The man opened the box and withdrew one of the bullets. His fingers looked rough, the nails yellowed and cuticles peeling.
“Ten seconds?” he asked George.
George tapped the small print on the back of the box. “Dead in ten seconds or less, no matter where the shot hits.” He pulled out a bag and began stacking the bullets inside.
“Sounds…dangerous.”
“It’s designed for animals,” I spoke up. “Human blood won’t trigger the magic.”
The man’s eyes rose to mine. “I assume you’re the alchemist.”
I took in his clothing and remembered the car in the alley. He’d traveled over two hours to see my special bullets. “And you’re from the PIA.” I offered my hand, refusing to let him intimidate me. “I’m Addie.”
He took my hand, smiling now. The dry skin of his palm rubbed against mine before his chilled fingers enveloped my own. “Agent Lawson.”
I returned the smile and hoped it didn’t look like a grimace. PIA: Paranormal Investigation Agency—or as practitioners of the arcane liked to call them, Pain In the Ass. Once a branch of Homeland Security, they had become an agency in their own right in the last decade. Specifically, an agency to police the magical community. My memory might be full of holes, but I knew the PIA could make life difficult.
George’s good mood baffled me. This couldn’t be an investigation—on him or me. He might be personally pleased to see me arrested, but he’d be pissed to lose my financial input to the shop’s coffers.
“These bullets are impressive,” Lawson said. “Where were you trained?”
“I last attended Master Boris’s Alchemical Academy on Ninth Street.” I saw no reason to lie—no reason to tell the truth either.
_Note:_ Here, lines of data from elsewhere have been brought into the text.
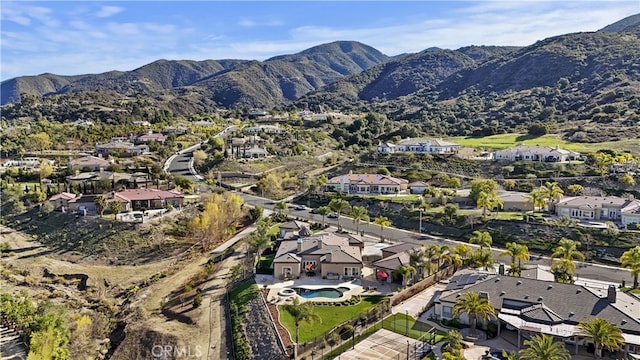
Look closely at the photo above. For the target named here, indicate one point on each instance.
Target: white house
(367, 184)
(419, 145)
(536, 153)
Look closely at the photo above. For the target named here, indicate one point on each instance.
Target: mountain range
(595, 68)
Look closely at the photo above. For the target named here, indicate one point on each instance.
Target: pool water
(331, 293)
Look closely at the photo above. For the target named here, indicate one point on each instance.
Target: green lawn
(331, 317)
(398, 323)
(503, 141)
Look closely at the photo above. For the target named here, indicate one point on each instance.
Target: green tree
(630, 259)
(482, 238)
(603, 334)
(567, 249)
(488, 200)
(627, 180)
(340, 206)
(542, 347)
(101, 204)
(300, 313)
(406, 272)
(359, 213)
(475, 307)
(382, 221)
(575, 189)
(280, 207)
(552, 192)
(517, 252)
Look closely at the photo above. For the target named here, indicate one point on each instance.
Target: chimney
(328, 255)
(611, 294)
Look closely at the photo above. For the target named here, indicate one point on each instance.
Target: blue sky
(80, 37)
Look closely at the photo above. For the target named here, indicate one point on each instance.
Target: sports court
(383, 345)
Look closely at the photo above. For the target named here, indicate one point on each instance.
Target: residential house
(530, 307)
(367, 184)
(292, 229)
(515, 201)
(266, 129)
(89, 162)
(150, 137)
(536, 153)
(610, 208)
(121, 148)
(326, 254)
(137, 199)
(418, 187)
(61, 201)
(419, 146)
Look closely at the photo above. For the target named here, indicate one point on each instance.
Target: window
(446, 312)
(351, 271)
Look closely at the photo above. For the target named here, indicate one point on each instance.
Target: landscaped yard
(331, 317)
(398, 323)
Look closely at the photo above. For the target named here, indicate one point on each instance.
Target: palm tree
(359, 213)
(481, 238)
(382, 221)
(630, 259)
(537, 198)
(430, 254)
(603, 334)
(300, 312)
(339, 206)
(483, 258)
(417, 260)
(464, 251)
(519, 252)
(567, 249)
(406, 272)
(101, 204)
(453, 342)
(553, 192)
(281, 206)
(324, 211)
(488, 200)
(542, 347)
(475, 307)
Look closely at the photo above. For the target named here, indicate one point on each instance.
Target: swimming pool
(331, 293)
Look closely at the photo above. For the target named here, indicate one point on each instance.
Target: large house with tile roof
(529, 307)
(328, 255)
(605, 208)
(536, 153)
(418, 146)
(367, 184)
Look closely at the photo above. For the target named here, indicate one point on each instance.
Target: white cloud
(108, 11)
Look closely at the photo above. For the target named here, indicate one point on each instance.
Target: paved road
(584, 270)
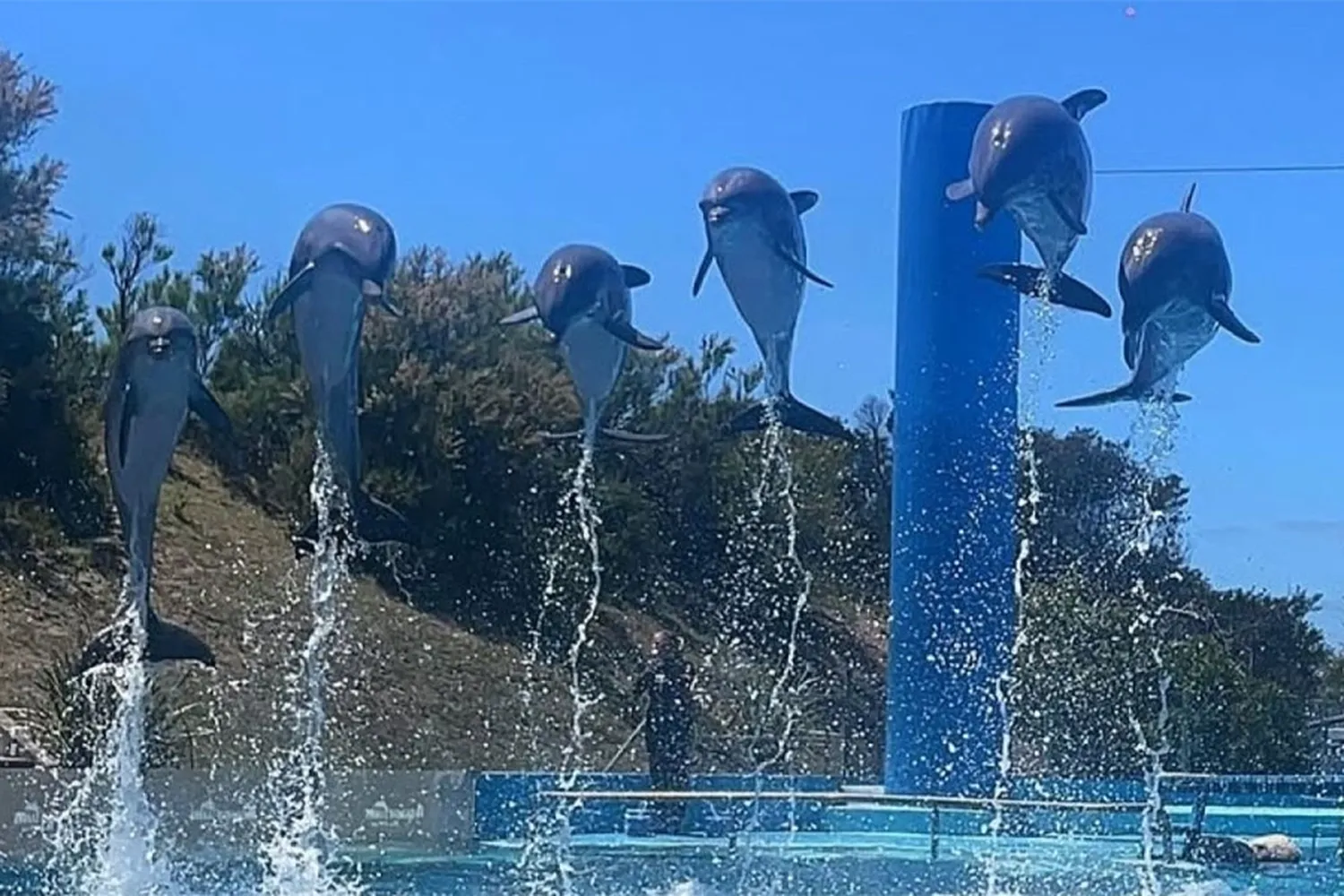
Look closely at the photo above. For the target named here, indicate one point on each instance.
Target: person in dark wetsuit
(667, 727)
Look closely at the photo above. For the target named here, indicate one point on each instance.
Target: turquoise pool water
(780, 866)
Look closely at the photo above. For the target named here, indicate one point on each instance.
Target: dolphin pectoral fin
(960, 190)
(1226, 317)
(128, 413)
(289, 292)
(702, 271)
(636, 276)
(631, 336)
(524, 316)
(984, 214)
(376, 295)
(376, 522)
(798, 266)
(793, 414)
(1082, 102)
(1064, 290)
(632, 438)
(171, 642)
(1073, 293)
(1133, 344)
(804, 201)
(204, 406)
(1067, 215)
(1023, 279)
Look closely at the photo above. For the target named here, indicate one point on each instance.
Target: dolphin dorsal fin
(804, 199)
(1082, 102)
(634, 276)
(1190, 198)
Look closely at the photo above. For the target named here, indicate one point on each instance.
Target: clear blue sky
(523, 126)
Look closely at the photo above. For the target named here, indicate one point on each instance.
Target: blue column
(953, 485)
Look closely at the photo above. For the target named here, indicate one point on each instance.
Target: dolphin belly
(1174, 335)
(1047, 231)
(328, 320)
(159, 411)
(594, 359)
(765, 289)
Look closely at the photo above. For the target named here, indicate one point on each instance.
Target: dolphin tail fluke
(375, 522)
(1064, 290)
(164, 642)
(793, 414)
(168, 641)
(378, 522)
(632, 438)
(1126, 392)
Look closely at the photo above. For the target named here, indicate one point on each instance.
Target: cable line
(1226, 169)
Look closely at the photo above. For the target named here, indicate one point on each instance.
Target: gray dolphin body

“Boris Tuppins is no master. Before he decided to try his hand at alchemy, he taught chemistry at a Kentucky high school. He’s never set foot inside the Alchemica.”
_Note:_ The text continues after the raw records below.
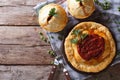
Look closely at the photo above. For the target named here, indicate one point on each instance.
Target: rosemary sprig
(79, 0)
(60, 38)
(106, 5)
(43, 38)
(119, 8)
(83, 36)
(75, 40)
(51, 52)
(52, 12)
(76, 32)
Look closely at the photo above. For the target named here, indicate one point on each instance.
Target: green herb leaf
(119, 29)
(52, 12)
(83, 36)
(52, 62)
(105, 5)
(76, 32)
(43, 38)
(60, 38)
(119, 8)
(41, 33)
(75, 41)
(79, 0)
(51, 52)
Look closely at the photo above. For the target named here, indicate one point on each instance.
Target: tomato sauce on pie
(91, 47)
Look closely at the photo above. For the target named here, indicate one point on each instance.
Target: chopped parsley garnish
(83, 36)
(119, 29)
(52, 12)
(43, 38)
(75, 41)
(105, 5)
(51, 52)
(119, 8)
(76, 32)
(60, 38)
(79, 0)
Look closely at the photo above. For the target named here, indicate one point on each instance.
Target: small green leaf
(119, 8)
(51, 52)
(52, 37)
(119, 29)
(52, 62)
(118, 53)
(75, 41)
(40, 33)
(52, 12)
(76, 32)
(79, 0)
(60, 38)
(104, 5)
(83, 36)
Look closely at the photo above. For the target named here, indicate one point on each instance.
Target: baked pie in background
(90, 47)
(80, 8)
(52, 17)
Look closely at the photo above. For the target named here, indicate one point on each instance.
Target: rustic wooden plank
(111, 73)
(24, 72)
(19, 2)
(22, 15)
(22, 45)
(27, 36)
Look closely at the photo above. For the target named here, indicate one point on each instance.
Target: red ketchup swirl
(91, 47)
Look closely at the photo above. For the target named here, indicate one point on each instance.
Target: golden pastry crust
(93, 65)
(81, 11)
(57, 22)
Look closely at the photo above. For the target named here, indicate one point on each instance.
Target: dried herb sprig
(43, 38)
(119, 8)
(75, 40)
(76, 33)
(106, 5)
(52, 12)
(83, 36)
(79, 0)
(51, 52)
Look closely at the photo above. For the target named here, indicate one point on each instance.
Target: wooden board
(19, 2)
(21, 15)
(24, 72)
(22, 45)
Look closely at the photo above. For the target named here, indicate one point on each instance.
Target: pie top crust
(81, 10)
(55, 23)
(93, 64)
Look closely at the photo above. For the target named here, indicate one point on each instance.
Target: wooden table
(23, 56)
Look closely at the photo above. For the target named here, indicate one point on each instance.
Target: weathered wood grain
(22, 45)
(24, 72)
(19, 2)
(22, 15)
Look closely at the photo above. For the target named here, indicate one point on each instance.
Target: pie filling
(91, 47)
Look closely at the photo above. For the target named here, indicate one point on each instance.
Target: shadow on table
(111, 21)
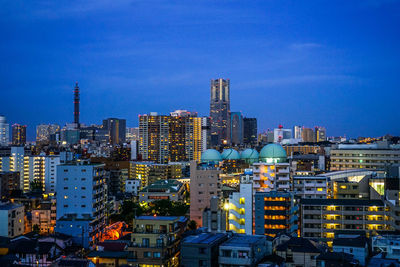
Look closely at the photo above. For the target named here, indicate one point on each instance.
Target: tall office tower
(116, 130)
(307, 135)
(250, 131)
(196, 137)
(81, 199)
(177, 138)
(4, 131)
(297, 132)
(219, 111)
(45, 131)
(18, 134)
(76, 104)
(236, 128)
(320, 134)
(154, 137)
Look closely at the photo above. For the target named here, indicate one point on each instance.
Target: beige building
(205, 183)
(11, 220)
(364, 156)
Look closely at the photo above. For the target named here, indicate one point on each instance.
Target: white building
(81, 199)
(11, 220)
(132, 186)
(4, 131)
(310, 186)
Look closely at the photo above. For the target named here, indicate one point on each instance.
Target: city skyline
(282, 69)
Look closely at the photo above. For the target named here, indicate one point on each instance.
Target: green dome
(249, 155)
(230, 154)
(211, 155)
(273, 153)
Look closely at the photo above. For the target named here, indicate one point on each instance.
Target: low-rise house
(356, 246)
(200, 250)
(242, 250)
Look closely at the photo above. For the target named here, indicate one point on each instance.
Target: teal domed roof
(211, 155)
(273, 153)
(249, 154)
(230, 154)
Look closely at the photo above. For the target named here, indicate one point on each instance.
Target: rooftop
(241, 240)
(341, 202)
(204, 238)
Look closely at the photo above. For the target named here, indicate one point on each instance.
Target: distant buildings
(250, 131)
(11, 220)
(46, 132)
(81, 198)
(4, 131)
(219, 111)
(236, 129)
(365, 156)
(18, 134)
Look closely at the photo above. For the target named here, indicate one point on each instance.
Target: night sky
(330, 63)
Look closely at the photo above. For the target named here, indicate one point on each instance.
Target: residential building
(156, 240)
(11, 220)
(81, 199)
(9, 182)
(18, 134)
(4, 131)
(116, 130)
(204, 184)
(219, 111)
(275, 213)
(163, 189)
(310, 186)
(201, 250)
(320, 218)
(250, 131)
(132, 186)
(242, 250)
(364, 156)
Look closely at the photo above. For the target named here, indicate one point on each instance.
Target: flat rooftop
(241, 240)
(204, 238)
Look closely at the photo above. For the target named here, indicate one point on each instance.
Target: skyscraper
(116, 130)
(154, 137)
(44, 132)
(236, 128)
(4, 131)
(320, 134)
(76, 105)
(18, 134)
(219, 111)
(250, 131)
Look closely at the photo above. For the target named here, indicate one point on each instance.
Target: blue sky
(331, 63)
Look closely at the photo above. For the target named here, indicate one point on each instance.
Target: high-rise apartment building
(320, 134)
(204, 184)
(76, 105)
(4, 131)
(18, 134)
(236, 128)
(81, 200)
(307, 134)
(250, 131)
(116, 130)
(45, 131)
(154, 137)
(219, 111)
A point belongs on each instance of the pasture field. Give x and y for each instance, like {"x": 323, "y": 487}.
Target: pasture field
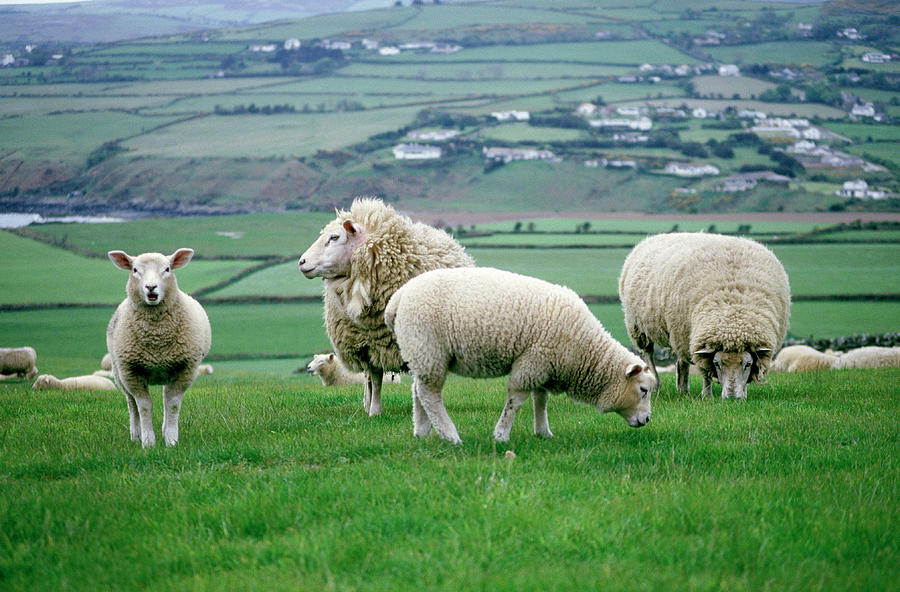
{"x": 278, "y": 483}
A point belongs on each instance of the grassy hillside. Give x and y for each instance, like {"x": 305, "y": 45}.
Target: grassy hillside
{"x": 230, "y": 121}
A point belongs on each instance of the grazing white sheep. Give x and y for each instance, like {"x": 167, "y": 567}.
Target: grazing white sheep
{"x": 332, "y": 372}
{"x": 18, "y": 361}
{"x": 484, "y": 322}
{"x": 158, "y": 335}
{"x": 91, "y": 382}
{"x": 363, "y": 256}
{"x": 720, "y": 302}
{"x": 869, "y": 357}
{"x": 801, "y": 358}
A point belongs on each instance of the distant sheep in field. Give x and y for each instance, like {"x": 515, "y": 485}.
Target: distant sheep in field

It seemed Lawson had done his homework. “Master or not, that’s where I last attended an alchemy class.”
“That surprises me. While we were registering this shop’s bullets, analysis suggested they might be the work of a Master.”
And now his presence, and George’s creepy smiles, made sense. Purveyors of magical items had to register their wares with the PIA. If the PIA gave their stamp of approval, you could advertise as such. In other words, the PIA agreed that the magic was safe and did as you claimed—and prices tended to adjust accordingly. George could probably double his profits.
“The formula is mine,” I said.
Lawson frowned. “But you’re not old enough.”
“Old enough? Were you expecting an Alchemica Master?” I smiled, trying to make it a joke. “I thought they were all dead.”
“There were no records on the numbers attending the Alchemica, so it is possible a few survived.” Lawson drew a card from the inside of his coat and offered it to me. “I’d like to learn the name of the man who taught you alchemy.”
Man? Was he looking for a male alchemist? I took the rectangle of crisp white cardstock. It contained only a name, Robert A. Lawson, and phone number in black ink. The number had a Cincinnati area code.
The front door of the shop opened with an electronic chime. “Addie?” James saw Lawson and started toward us.
“Shit,” Lawson muttered and in one smooth move, drew his gun.
Shocked, I could only watch as he trained it on James.
“Whoa!” George threw up his hands and to my total astonishment, stepped between Agent Lawson and James.